The painted manakin was described as a new species based solely on the differences in vocalization. It is morphologically identical to one of the subspecies of the striolated manakin (M. striolatus aureopectus). No genetic evidence has been published. The species is found on the eastern flanks of the Cordillera Escalera and Cordillera Azul near the valley of the Rio Mayo in the San Martín and Loreto Regions of Peru.

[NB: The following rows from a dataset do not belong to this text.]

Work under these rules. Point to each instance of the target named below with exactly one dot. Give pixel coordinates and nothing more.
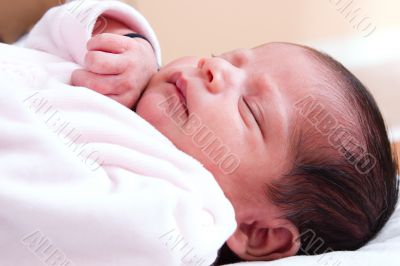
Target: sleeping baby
(294, 140)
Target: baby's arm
(115, 65)
(65, 30)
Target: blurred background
(364, 35)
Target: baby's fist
(118, 67)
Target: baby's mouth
(180, 85)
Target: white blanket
(84, 180)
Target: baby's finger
(105, 63)
(107, 42)
(103, 84)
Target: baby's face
(234, 113)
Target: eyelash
(251, 111)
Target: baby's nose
(218, 73)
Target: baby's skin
(244, 99)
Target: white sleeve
(65, 30)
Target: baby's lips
(180, 82)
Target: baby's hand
(118, 67)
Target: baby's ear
(260, 242)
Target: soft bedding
(86, 181)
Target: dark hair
(338, 196)
(340, 201)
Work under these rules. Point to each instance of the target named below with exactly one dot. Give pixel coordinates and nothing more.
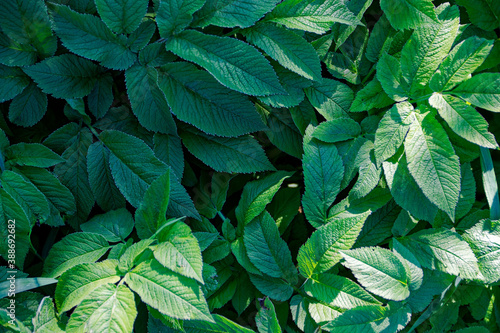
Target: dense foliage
(249, 165)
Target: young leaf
(232, 62)
(379, 271)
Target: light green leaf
(429, 44)
(74, 249)
(114, 225)
(233, 63)
(266, 319)
(464, 120)
(317, 16)
(241, 155)
(392, 130)
(122, 16)
(336, 130)
(174, 16)
(379, 271)
(78, 282)
(65, 76)
(87, 36)
(286, 47)
(484, 239)
(321, 251)
(197, 98)
(323, 174)
(257, 194)
(267, 251)
(170, 293)
(462, 61)
(338, 291)
(108, 309)
(432, 163)
(482, 90)
(443, 250)
(331, 98)
(409, 14)
(147, 100)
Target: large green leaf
(122, 16)
(464, 120)
(64, 76)
(78, 282)
(286, 47)
(322, 250)
(409, 14)
(241, 155)
(428, 44)
(323, 174)
(317, 16)
(170, 293)
(108, 309)
(481, 90)
(232, 62)
(462, 61)
(379, 271)
(197, 98)
(267, 251)
(147, 100)
(432, 162)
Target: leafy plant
(242, 165)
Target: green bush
(240, 165)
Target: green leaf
(372, 96)
(170, 293)
(197, 98)
(31, 154)
(432, 163)
(74, 249)
(443, 250)
(241, 155)
(78, 282)
(233, 13)
(484, 239)
(331, 98)
(257, 195)
(114, 225)
(323, 174)
(286, 47)
(379, 271)
(122, 16)
(29, 107)
(338, 291)
(232, 62)
(133, 164)
(429, 44)
(409, 14)
(108, 309)
(87, 36)
(462, 61)
(64, 76)
(147, 100)
(266, 319)
(101, 181)
(390, 77)
(13, 81)
(392, 130)
(267, 251)
(336, 130)
(173, 17)
(464, 120)
(482, 90)
(317, 16)
(321, 251)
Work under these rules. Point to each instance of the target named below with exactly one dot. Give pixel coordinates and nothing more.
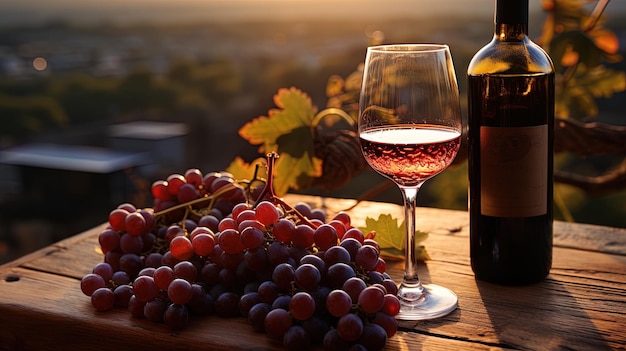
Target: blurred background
(100, 99)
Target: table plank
(581, 305)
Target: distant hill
(28, 12)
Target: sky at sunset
(33, 11)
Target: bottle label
(514, 171)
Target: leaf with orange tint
(287, 130)
(605, 40)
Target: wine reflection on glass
(410, 130)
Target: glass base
(428, 302)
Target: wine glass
(410, 130)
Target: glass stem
(411, 279)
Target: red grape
(338, 303)
(181, 248)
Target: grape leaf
(390, 237)
(287, 130)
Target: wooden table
(580, 306)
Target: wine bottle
(510, 144)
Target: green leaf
(287, 130)
(390, 236)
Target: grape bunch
(206, 248)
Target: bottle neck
(511, 19)
(511, 32)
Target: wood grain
(580, 306)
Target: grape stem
(208, 200)
(268, 191)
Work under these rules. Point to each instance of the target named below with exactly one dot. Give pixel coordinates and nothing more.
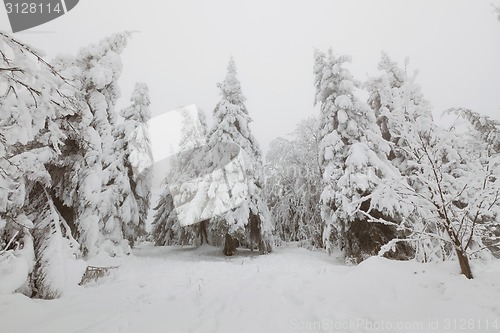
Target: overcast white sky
(183, 47)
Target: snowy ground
(173, 289)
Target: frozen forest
(365, 214)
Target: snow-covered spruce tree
(250, 223)
(33, 96)
(448, 193)
(85, 188)
(293, 185)
(133, 145)
(401, 110)
(185, 165)
(353, 158)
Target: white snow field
(175, 289)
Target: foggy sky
(181, 49)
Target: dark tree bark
(230, 245)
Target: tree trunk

The painted manakin has been recognised as a valid species by the South American Classification Committee of the American Ornithological Society and by Frank Gill and David Donsker who maintain a list of bird species on behalf of the International Ornithological Committee.

== Vocalization ==
The painted manakin differs in voice, its vocals are single-notes as opposed to the double-noted Striolated Manakin. The male song is simple and unmodulated, rising chiWEE which somewhat recalls an Eastern Wood-Pewee. Both sexes make four sounds: a snapping noise, a "combing" noise, whirring wings and “grrrt”

== Morphology ==
It is morphologically identical to one of the subspecies of the striolated manakin (M. striolatus aureopectus). Males are identified by a combination of their bright red cap, reddish-streaked underparts and their bright yellow breast-band. While females on the other hand are identified by their reddish-brown streaks on their belly and flanks. However, female painted manakin lack the bright red cap and yellow breast-band that males acquire. No genetic evidence has been published.

== Habitat ==
The species is found on the eastern flanks of the Cordillera Escalera and Cordillera Azul near the valley of the Rio Mayo in Peru. The painted manakin is located in a fairly small region in the foothills of north-central Peru near areas of San Martin and Loretio. The painted manakin is currently known in less than 10 localities. Additionally, there is a single female specimen that is located in the Ucayali department. The painted manakin lives in trees 5-10 meters (16-33 ft) from the ground. The soil is sandy and nutrient-deficient. The painted manakin inhabits low-elevation areas of Peru, where there is more foliage and plants. Painted manakin have an upper elevation limit of 1,400 meters (4593 ft) and a lower elevation limit of 400 meters (1312 ft). The painted manakin is found mainly in humid lowland forests.

== Conservation ==
The painted manakin has been recognised as a valid species by the South American Classification Committee of the American Ornithological Society and by Frank Gill and David Donsker who maintain a list of bird species on behalf of the International Ornithological Committee. The painted manakin is at no immediate risk of extinction. This is partially attributed to their location in Cordillera Azul National Park, a protected area of Peru. The painted manakin has no known threats. This is due to the poor soil in their habitat, which prevents their habitat from being used for agriculture. It is speculated that there are between 20,000 and 50,000 mature individuals in the wild.

== Behavior ==
The painted manakin displays the same behavioral traits of others in the Machaeropterus family. Males are known for singing in bursts. The males often perform rapid acrobatic flights, wing flicks, and posture displays while perched. The Manakin’s diet consists mostly of berries, from trees in the Melastomaceae family. The painted manakin occasionally eat arthropods during breeding season, as well as fruit. The painted manakin are known for nesting in the dry season, which consists of August through October. Males gather in leks where each defends a small perch. The painted manakin produces a mechanical wing sound which are short snapping noises aimed at attracting females. painted manakin do not migrate.